“Alas, Professor!” I cried, “it makes little difference about the abnormality. Admit an exception and the law is dead. We could conjure with the law. What can we hope to do now? The American girl dotes on exceptions—especially on illustrating them.”

“You must remember,” said the Professor, her eyes glowing solemnly, and with the tone of being consciously judicial and at a great altitude, “you must remember certain facts about the selecting—the pairing—instinct. Now, in the case of man it is necessary that the selecting instinct be special and not general. So long as a man permits himself to think of woman as an abstraction, continues to admire ideals of womanhood and does not seek or is not drawn to seek charms in a particular woman, he is likely to remain a bachelor. His instinct must be, and has become by centuries of custom, an instinct for specific selection. On the other hand, the instinct of specific selection so favorable to the man, is distinctly unfavorable to the woman—that is to say, unfavorable to the woman if we accept marriage as her natural destination. A woman who grows up with the habit of mind which predisposes her to search for a particular man, is likely to remain unmarried. To favor pairing in her case, the instinct toward marriage must be general rather than specific. A woman does not select a mate from all the men in the world, as a man is supposed to select a mate from all the women in the world. She selects from among those who ask her, or, at most, from the group which she may have attracted into debatable ground.”

“But—” I interposed.

“Wait a moment,” pursued the Professor firmly. “This is not to say that a woman has no actual right to a privilege of selecting quite as definite as that permitted to man. It simply is saying that under present customs an effort toward specific selection on her part is not favorable to marriage. There may, and probably will, come a time when custom will permit to woman a more specific selection, without hazard as to the chance of marriage, and without loss of status on her part in any resulting marriage.”

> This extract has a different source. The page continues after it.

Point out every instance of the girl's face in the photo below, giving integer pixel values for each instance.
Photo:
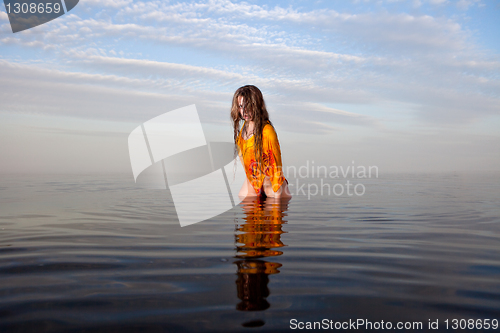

“I am glad,” I said, “that you have touched that point, for of course woman could not afford to be specific at the loss of prestige. It seems to me that the present system gives an immense advantage to women, since, in any matrimonial emergency she may always retort, ‘Nobody asked you, sir.’ Man’s initiative gives her the benefit of the doubt in all after judgments from the world; for if man selects her, and she accepts him or yields to his selection, and there should possibly be error, plainly, as with Mark Twain’s mistaken lynchers, the joke is on him. She cannot escape responsibility, but her responsibility always is lesser, and all the privileges of reservation are on her side.”

“My personal opinion,” observed the Professor (I always accept this form of approach as a great concession), “is that she loses more than she gains by these conditions. It is generally believed that during the past century, particularly during the past half-century, woman, and especially the American woman, has been selecting more definitely than at any previous time in the history of civilized society. One result of the habit of a more specific selection on the part of woman is a decrease in the number of early marriages among women in circles or classes where these ideas prevail, and a general increase in the whole number of unmarried women. It may be that a further development of this instinct will still further increase the proportion of the unmarried, unless custom shall so far modify the arrangement of marriages that women may more equally participate in the selection without, as at present, exciting the antipathy of society, or, as you have suggested, destroying her prestige under the partnership. There is, of course, no final reason why matrimonial partnerships should not be arranged upon a basis of as perfect equality as any other partnership. It simply is a question of instinct on the one hand and expediency on the other.”

I quote the Professor’s opinions here with especial gratification, since in this instance they seem triumphantly free from sex bias,—a freedom which, indeed, is a growing trait with women. And there is something not always comfortable in the sign. Is the time coming when we no longer can say, “Just like a woman”?

Perhaps we may discover that sentiment has more to do with the case than has been supposed. If the progress of education has menaced sentiment, who shall say that the greatest of sentiments may not be the first to suffer? Nothing is truer than that all women are not equally capable of sentiment. Some women seem to like the symbol of an emotion quite as well as if it were the genuine article. To them the innocuous make-believe of love is quite as satisfactory as the real thing. They play with a great sentiment as they used to play with their dolls, which gave much less trouble than real children and furnished just as much sentimental excitement as if they actually had been alive. I suppose this is particularly true of imaginative women, who know how to drape their souls in nun’s garb and let their fancy play the devil. Their character is illustrated by the modern fashion which permits them to wear gowns sombre to superficial observation, but which, you may have the opportunity to discover, possess a riotously crimson lining.